In the posts before tRump's election and mOdi's re-election that served as a Rorschach test of sorts, when regular readers had yet to reveal their true colors, the comments say a lot, like:
I understand, but do not subscribe to, the concept that any generation must apologise for the behaviour of previous generations. These symbolic apologies, in my humble view, are mere tokens and are not synonymous with real change, which is what is really important.
Am I to apologize for the actions of unrelated people centuries ago? Hollow apology. We should acknowledge our past and move forward. I am no more responsible for slavery than someone my age in Oregon is a victim of slavery.
Of course, the freedom of expression in a true democracy means that those views and worse are allowed in the public space.  But, if only they would think differently and better!

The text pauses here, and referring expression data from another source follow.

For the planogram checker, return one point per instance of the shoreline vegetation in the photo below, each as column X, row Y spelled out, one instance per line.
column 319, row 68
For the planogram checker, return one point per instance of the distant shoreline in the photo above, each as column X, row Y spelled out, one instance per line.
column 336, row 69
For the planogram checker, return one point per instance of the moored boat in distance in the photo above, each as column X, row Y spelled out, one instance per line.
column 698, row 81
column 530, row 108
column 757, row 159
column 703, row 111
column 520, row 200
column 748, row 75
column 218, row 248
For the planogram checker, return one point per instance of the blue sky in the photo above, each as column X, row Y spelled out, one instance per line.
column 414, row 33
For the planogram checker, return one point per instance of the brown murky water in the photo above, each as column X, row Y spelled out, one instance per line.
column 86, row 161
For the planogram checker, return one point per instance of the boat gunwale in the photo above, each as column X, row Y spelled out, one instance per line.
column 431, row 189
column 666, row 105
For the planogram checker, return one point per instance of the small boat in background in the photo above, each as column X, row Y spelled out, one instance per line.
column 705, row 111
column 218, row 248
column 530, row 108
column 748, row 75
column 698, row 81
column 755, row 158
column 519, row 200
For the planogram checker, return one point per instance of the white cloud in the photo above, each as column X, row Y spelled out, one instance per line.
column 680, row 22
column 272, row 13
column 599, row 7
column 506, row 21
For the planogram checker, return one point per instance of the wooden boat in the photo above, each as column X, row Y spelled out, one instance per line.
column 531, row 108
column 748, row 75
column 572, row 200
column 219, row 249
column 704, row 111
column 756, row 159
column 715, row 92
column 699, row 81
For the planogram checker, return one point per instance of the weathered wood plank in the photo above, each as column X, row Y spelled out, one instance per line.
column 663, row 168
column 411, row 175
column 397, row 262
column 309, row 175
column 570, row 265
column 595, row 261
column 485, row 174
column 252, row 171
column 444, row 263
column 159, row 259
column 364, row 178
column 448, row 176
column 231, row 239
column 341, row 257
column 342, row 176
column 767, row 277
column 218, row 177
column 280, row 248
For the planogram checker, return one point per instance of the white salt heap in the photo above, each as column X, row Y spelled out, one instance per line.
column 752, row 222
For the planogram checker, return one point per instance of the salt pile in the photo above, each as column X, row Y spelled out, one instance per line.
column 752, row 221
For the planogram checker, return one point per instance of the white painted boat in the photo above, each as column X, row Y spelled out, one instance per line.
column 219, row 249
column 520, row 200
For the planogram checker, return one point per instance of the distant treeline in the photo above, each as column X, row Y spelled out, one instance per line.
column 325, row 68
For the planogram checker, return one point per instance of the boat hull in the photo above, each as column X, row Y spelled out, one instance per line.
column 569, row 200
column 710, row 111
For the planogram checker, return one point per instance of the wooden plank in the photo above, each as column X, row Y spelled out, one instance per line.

I wrote in one of my final commentaries for the local newspapers (or, was that the final one?) "We as a country have never truly come to terms with this history and the racial dimensions of contemporary America."  One of the emails that I got was from a reader (a stranger to me) who wrote:
I am so frustrated that Germany, a country which confronted its past head on, cannot be a lesson for America. Even the smallest acknowledgement of the horrors of slavery and the following disastrous treatment of black people cannot be found in the broader culture.
I am amazed that some of our finer movies which made powerfully and emotionally clear the evil and injustice of this treatment can't have a wider and deeper influence on the politics and everyday behavior in the U. S.
For me, some form of reparations seem correct, moral and necessary, but how can such a thing happen without acknowledgement of the crimes? I see your writing as a clear statement for the need of justice deserved.
Germany does provide us with an example that we can learn from.  Even now, in 2019, more than seven decades after the end of WW II, German leaders offer public apologies for the past.  There is no dismissive "acknowledge our past and move forward" nor are they "symbolic apologies."  It is sincere, heart-felt, and constructively moves into actions towards the future.

Angela Merkel did that again during her first visit as German chancellor to the Auschwitz-Birkenau Holocaust memorial:
Dressed in black, Merkel said the crimes committed at the site in southern Poland where the Nazis ran their largest death camp would always be part of German history.
“This site obliges us to keep the memory alive. We must remember the crimes that were committed here and name them clearly,” Merkel said during a ceremony attended by the Polish prime minister, Mateusz Morawiecki.
“I feel deep shame given the barbaric crimes that were committed here by Germans,” she added. 
What a profound statement by a leader who personally had nothing to do with the barbaric crimes that were committed in the past!

As Harvard's president noted in acknowledging the university's past:
The past never dies or disappears. It continues to shape us in ways we should not try to erase or ignore.